Reversible Foundations: Training a 120B Sparse MoE through State-Preserving Scaling
Pith reviewed 2026-06-27 22:53 UTC · model grok-4.3
The pith
A 120B sparse mixture-of-experts model can be trained end to end on a single eight-GPU node by growing it from a small dense seed.
A machine-rendered reading of the paper's core claim, the machinery that carries it, and where it could break.
Core claim
The central claim is that a full lineage of sparse MoE models can be grown on a single node from a dense 1.78B seed through 5B and 9B stages to a 120B model with 460 routed experts under top-12 routing, using reversible recurrence to hold activation memory constant, state-preserving expansion rules to avoid silent failures, and quantized base experts plus trained adapters to reduce optimizer state by a factor of roughly 45, reaching a released training loss of 1.78.
What carries the argument
State-preserving growth: each expansion (dense to MoE, shallow to deep, few experts to many) is given as a reproducible principle paired with the failure that results from getting it wrong; reversible recurrence stack that reconstructs activations in the backward pass; TQP strategy of quantized base expert weights and trained low-rank adapters.
If this is right
- Active parameter count can rise monotonically across stages while total stored parameters reach 118.67B without exceeding single-node memory.
- Optimizer state can be carried on 2.26B adapter parameters rather than on the full routed experts.

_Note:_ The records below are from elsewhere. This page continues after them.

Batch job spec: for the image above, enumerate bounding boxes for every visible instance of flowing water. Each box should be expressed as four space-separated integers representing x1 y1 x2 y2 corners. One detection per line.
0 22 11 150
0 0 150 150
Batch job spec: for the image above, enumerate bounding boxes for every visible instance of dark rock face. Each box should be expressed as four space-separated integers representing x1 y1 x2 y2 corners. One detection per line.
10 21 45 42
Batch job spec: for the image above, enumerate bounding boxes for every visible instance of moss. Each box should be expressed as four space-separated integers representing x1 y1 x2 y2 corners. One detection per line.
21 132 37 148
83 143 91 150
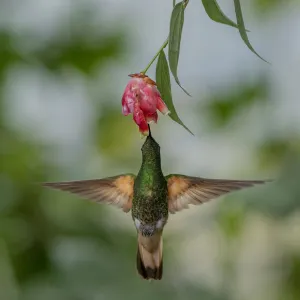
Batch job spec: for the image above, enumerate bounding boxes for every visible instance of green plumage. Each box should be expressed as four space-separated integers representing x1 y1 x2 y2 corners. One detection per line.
132 136 168 225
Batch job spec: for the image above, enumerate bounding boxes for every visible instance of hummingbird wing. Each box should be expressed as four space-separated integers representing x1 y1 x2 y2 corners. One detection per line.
43 174 135 212
166 174 266 214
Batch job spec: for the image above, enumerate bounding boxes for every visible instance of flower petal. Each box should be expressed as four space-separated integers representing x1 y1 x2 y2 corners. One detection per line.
133 102 149 135
145 112 158 123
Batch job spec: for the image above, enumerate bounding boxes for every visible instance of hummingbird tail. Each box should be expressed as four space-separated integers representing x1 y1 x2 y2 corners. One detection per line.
136 233 163 280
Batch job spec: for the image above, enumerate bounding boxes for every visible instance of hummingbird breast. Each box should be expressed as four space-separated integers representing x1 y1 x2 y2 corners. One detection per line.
132 175 169 236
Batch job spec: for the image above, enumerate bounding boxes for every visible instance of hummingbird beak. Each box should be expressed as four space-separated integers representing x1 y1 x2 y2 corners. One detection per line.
148 124 152 137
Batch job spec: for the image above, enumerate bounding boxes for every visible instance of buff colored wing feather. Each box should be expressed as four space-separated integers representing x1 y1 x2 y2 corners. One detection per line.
43 174 135 212
166 174 266 213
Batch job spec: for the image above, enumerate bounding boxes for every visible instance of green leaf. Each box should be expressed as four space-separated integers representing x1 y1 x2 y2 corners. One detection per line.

- Per-domain held-out loss can serve as evidence that multilingual Indic competence and code capabilities were learned by construction.
- The full training lineage, tokenizer, and code can be released for a 120B model trained at 8K context.
Where Pith is reading between the lines
- The same growth sequence might allow continued scaling beyond 120B on the same hardware if additional stages follow the same rules.
- The approach could be tested on non-recurrent backbones to check whether reversibility is required for the memory savings.
- Single-node economics might shift the feasible batch size or context length for future expansions.
Load-bearing premise
The state-preserving growth rules and reversible recurrence can be applied without introducing silent performance degradations that would invalidate the final loss and capability claims.
What would settle it
An observation that held-out per-domain loss rises sharply or targeted capabilities fail to appear during any growth stage, or a direct side-by-side run showing that the grown 120B model underperforms a model trained from random initialization at the same scale.
Figures
read the original abstract
This paper reports on training a hundred-billion-parameter sparse mixture of experts on a single eight-GPU node, end to end. LightningLM 0.1V is a recurrence-backbone language model family grown in four stages from a small dense seed, through a 5B and a 9B mixture of experts, to a 120B model with 460 routed experts under top-12 routing. Each larger model is grown from the trained weights of the smaller one; active parameters rise monotonically from 1.78B at the dense seed to 5.93B at 120B (about 5% of the 118.67B stored). The full lineage runs on single nodes, the larger stages at 8K context, reaching a released training loss of 1.78 at 120B scale. This is a systems and experience report. It is organized around three disciplines. Reversibility: a reversible recurrence stack reconstructs activations in the backward pass instead of storing them, holding activation memory flat as the model grows. State-preserving growth: each expansion (dense to MoE, shallow to deep, few experts to many) is given as a reproducible principle paired with the failure that results from getting it wrong; several failures are silent. Single-node economics: the 120B trains through TQP, a strategy of quantized base expert weights and trained low-rank adapters that carries optimizer state on 2.26B adapter parameters rather than 100B+ resident in routed experts, cutting expert-path optimizer state by a factor of ~45. What is new is the integration of known primitives, not any primitive in isolation: one grown lineage running end to end on a single node, documented at practitioner level, with per-domain held-out loss as evidence that targeted capabilities (multilingual Indic competence, code) were learned by construction. Model family, tokenizer, and training code are released.
Editorial analysis
A structured set of objections, weighed in public.
Referee Report
Summary. The paper is an experience report describing the end-to-end training of LightningLM 0.1V, a 120B-parameter sparse MoE language model grown in four stages (dense seed o 5B MoE o 9B MoE o 120B MoE with 460 routed experts under top-12 routing) on a single 8-GPU node. Active parameters increase monotonically to 5.93B while total stored parameters reach 118.67B; reversibility keeps activation memory flat, state-preserving growth rules are claimed to avoid silent degradations, and TQP (quantized experts + low-rank adapters) reduces optimizer state. The lineage reaches a released training loss of 1.78 at 8K context; the model family, tokenizer, and code are released, with per-domain held-out loss offered as evidence of targeted capability acquisition.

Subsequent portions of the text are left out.